The tidyverse contains two packages for importing data files into R as dataframes. The first is readr, used for most general file formats, including CSV (comma-separated value files) and TSV (tab-separated value files) files. The second is readxl, which is specialized for reading Excel spreadsheets, and includes optional arguments to only read specific regions and sheets.

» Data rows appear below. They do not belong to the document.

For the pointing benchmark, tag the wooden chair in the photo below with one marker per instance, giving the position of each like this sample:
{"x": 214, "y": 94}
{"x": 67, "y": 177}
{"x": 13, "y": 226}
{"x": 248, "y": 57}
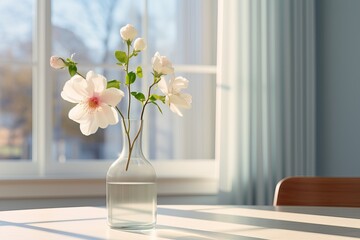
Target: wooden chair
{"x": 318, "y": 191}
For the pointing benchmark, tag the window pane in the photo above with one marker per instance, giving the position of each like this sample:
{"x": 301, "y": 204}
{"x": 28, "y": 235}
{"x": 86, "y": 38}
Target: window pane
{"x": 16, "y": 30}
{"x": 15, "y": 112}
{"x": 186, "y": 31}
{"x": 191, "y": 136}
{"x": 91, "y": 28}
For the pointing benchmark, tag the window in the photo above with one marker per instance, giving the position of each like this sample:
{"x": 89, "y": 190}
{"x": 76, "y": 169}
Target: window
{"x": 38, "y": 131}
{"x": 16, "y": 67}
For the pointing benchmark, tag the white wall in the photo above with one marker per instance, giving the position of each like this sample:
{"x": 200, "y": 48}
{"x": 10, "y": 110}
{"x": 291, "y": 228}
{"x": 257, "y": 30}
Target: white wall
{"x": 338, "y": 87}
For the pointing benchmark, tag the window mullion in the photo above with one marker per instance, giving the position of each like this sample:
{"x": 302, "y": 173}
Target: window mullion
{"x": 42, "y": 89}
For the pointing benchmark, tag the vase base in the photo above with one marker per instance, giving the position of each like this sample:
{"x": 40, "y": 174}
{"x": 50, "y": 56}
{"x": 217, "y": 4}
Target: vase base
{"x": 135, "y": 227}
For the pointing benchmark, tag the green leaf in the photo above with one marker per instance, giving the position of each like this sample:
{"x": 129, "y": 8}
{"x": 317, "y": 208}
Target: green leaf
{"x": 130, "y": 78}
{"x": 72, "y": 70}
{"x": 139, "y": 96}
{"x": 157, "y": 106}
{"x": 121, "y": 56}
{"x": 155, "y": 97}
{"x": 139, "y": 72}
{"x": 113, "y": 84}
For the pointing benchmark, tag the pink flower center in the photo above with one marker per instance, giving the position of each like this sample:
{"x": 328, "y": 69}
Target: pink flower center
{"x": 94, "y": 102}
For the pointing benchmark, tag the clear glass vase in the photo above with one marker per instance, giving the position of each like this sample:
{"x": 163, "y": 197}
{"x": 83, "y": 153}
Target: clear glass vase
{"x": 131, "y": 194}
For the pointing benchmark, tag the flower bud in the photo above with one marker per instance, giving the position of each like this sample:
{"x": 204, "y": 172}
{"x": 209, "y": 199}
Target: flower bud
{"x": 139, "y": 44}
{"x": 57, "y": 62}
{"x": 161, "y": 64}
{"x": 128, "y": 32}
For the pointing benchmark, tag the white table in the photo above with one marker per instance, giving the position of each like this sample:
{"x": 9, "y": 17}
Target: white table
{"x": 187, "y": 222}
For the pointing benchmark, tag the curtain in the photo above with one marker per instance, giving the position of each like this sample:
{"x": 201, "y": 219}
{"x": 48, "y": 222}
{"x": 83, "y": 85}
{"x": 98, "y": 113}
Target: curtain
{"x": 266, "y": 96}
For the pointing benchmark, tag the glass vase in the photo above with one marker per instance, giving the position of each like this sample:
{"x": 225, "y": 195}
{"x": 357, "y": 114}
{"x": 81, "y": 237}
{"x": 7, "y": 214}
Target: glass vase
{"x": 131, "y": 194}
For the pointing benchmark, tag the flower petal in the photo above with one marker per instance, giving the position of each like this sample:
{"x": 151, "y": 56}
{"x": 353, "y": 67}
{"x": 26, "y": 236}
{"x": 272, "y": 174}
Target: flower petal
{"x": 89, "y": 127}
{"x": 75, "y": 89}
{"x": 106, "y": 115}
{"x": 162, "y": 85}
{"x": 112, "y": 96}
{"x": 175, "y": 109}
{"x": 79, "y": 113}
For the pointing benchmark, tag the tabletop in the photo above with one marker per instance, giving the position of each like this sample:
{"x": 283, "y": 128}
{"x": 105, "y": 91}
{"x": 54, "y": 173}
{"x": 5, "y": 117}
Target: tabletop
{"x": 187, "y": 222}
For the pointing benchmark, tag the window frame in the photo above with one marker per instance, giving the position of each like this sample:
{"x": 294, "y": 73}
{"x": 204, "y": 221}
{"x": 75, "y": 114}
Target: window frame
{"x": 174, "y": 177}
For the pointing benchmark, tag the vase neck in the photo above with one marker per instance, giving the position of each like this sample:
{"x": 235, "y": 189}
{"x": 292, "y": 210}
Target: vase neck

The syntax for readr’s various read_* functions is pretty standard across all file types. For whatever file you’re importing, check the documentation for that filetype. As an example, check the documentation for read_csv in you R Console with ?read_csv. Some remarks on the more useful arguments:

  • file: The (relative or absolute) path to the file you want to import as a dataframe
  • col_names: If TRUE (default) will interpret the first line as the names of the columns. If FALSE, will name them X1, X2, etc. automatically. If a vector of strings is passed instead of a logical value, will use those as column names.
  • na: What values should be converted into NA upon import?
  • skip: Some CSV’s start with the first few lines as a description of the dataset, rather than the dataset itself. Use this argument to skip entire lines from your CSV when importing into a dataframe.
  • n_max: Sometimes, you only want the first few rows. Use n_max to tell readr how many rows you want to keep in your outputted dataframe.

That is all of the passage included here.